Per i due esperti "parlare genericamente di psicofarmaci può essere fuorviante. Questo termine comprende categorie di farmaci molto diverse tra loro per efficacia e per possibili effetti indesiderati. Gli stimolanti (utilizzati per l’Adhd), i farmaci serotoninergici (per la depressione o il disturbo ossessivo-compulsivo), gli stabilizzanti dell’umore (per il disturbo bipolare) e i bloccanti dei recettori D2 (usati nelle psicosi, nei disturbi del comportamento nell’autismo o nella disabilità intellettiva) hanno profili d’uso molto differenti.
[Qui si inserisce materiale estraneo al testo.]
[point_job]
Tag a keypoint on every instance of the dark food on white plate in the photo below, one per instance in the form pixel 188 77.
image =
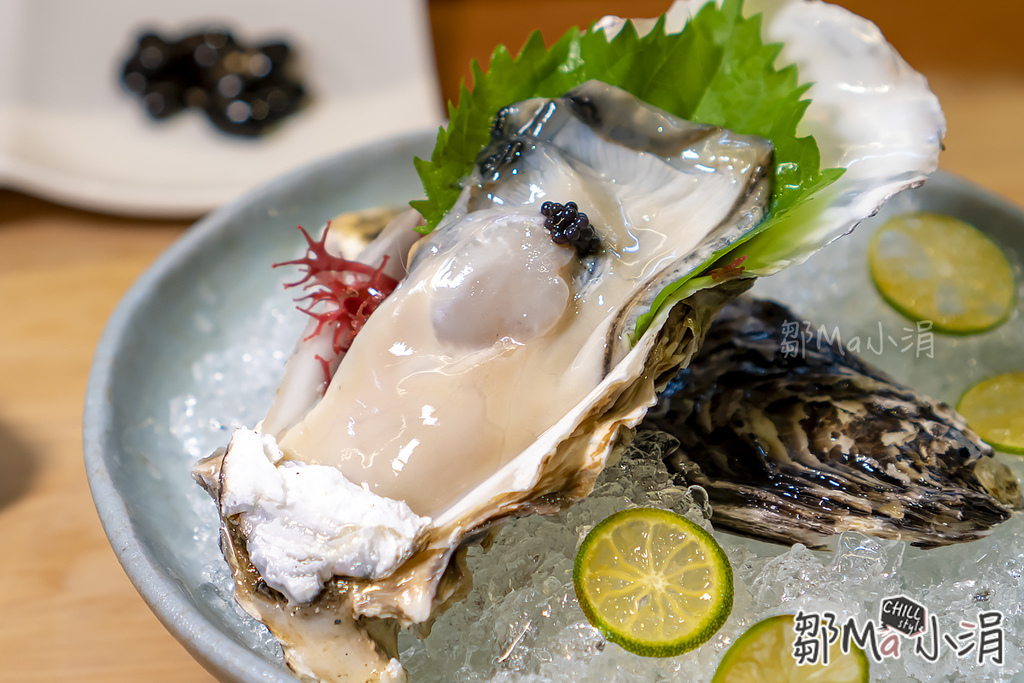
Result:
pixel 243 90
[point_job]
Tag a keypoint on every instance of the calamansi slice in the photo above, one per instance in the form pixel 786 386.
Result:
pixel 653 582
pixel 764 653
pixel 994 409
pixel 935 267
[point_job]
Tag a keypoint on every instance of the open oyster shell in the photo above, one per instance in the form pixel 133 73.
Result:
pixel 497 378
pixel 796 447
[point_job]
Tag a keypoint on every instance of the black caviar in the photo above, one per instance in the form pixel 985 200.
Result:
pixel 242 89
pixel 568 226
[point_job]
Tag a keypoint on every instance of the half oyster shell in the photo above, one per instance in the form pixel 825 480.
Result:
pixel 796 447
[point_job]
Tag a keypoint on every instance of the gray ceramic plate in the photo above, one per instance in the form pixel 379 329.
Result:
pixel 138 471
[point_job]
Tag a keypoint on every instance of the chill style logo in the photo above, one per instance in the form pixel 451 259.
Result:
pixel 903 624
pixel 903 614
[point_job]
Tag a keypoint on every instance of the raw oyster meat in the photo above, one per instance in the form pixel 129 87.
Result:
pixel 797 445
pixel 432 412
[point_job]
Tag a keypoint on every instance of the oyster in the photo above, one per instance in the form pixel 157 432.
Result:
pixel 498 376
pixel 797 447
pixel 441 382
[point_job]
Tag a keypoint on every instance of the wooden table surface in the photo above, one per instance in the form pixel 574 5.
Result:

Questi ultimi, in particolare, richiedono controlli periodici accurati, soprattutto se usati a lungo, poiché presentano un rischio maggiore di effetti collaterali. Alla luce di ciò, è utile considerare alcuni punti chiave e guardare i numeri reali, non solo le percentuali. Dire che l’uso degli psicofarmaci 'è triplicato' può sembrare allarmante, ma il dato va contestualizzato: in Italia, la prevalenza è passata dallo 0,26% allo 0,57%. Si tratta di un aumento, certo, ma i livelli restano molto più bassi rispetto ad altri Paesi europei. In Francia le percentuali sono circa tre volte superiori, e in Spagna ancora più alte — per non parlare dei Paesi nordici. Pensare che solo l’Italia abbia trovato il 'giusto equilibrio' e che tutti gli altri sbaglino sarebbe un errore: come spesso accade, la verità sta nel mezzo.
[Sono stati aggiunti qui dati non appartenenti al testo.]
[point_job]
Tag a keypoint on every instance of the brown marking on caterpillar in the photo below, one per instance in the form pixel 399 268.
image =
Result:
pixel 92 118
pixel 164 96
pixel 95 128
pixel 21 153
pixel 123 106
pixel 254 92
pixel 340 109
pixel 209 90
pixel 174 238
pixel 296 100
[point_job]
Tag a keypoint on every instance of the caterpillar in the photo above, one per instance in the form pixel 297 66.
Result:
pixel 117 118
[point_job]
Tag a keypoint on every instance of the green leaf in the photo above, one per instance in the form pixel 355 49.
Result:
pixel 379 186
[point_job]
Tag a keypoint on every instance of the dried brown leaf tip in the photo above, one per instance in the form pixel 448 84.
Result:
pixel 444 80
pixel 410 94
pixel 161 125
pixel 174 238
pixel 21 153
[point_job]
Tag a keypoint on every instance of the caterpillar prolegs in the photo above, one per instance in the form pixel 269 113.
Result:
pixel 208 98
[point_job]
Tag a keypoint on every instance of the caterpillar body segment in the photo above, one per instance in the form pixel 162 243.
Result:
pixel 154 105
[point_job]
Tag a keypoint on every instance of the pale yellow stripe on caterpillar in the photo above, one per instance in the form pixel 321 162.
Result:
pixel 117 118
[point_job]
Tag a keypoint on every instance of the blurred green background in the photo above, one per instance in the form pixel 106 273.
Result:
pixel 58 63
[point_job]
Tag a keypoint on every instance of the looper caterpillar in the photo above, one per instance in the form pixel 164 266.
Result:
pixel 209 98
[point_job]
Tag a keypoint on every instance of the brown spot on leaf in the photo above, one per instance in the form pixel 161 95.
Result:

E ancora. "Parlare genericamente di 'psicofarmaci ai bambini' è impreciso. L’aumento riguarda l’intera fascia sotto i 18 anni, ma con un picco tra i 12 e i 17 anni, cioè soprattutto negli adolescenti. È in questa età che emergono le forme più complesse e severe di disagio psichico, che spesso richiedono, accanto alla psicoterapia e al sostegno familiare e sociale, anche un intervento farmacologico mirato".

Inoltre "parlare solo della 'prevalenza d’uso' non basta: bisogna chiedersi quante persone avrebbero effettivamente bisogno di un trattamento e non lo ricevono. È giusto preoccuparsi per chi assume un farmaco, ma dovremmo preoccuparci altrettanto — forse di più — per chi non riceve alcun trattamento, pur avendone necessità", concludono gli esperti secondo i quali "la vera sfida non è solo limitare l’uso dei farmaci, ma garantire che chi ne ha davvero bisogno possa accedere a cure appropriate, integrate e tempestive. Parlare di salute mentale nei più giovani significa promuovere una cultura dell’ascolto, della competenza e della cura, perché il benessere psicologico dei ragazzi è — e deve restare — una responsabilità di tutti".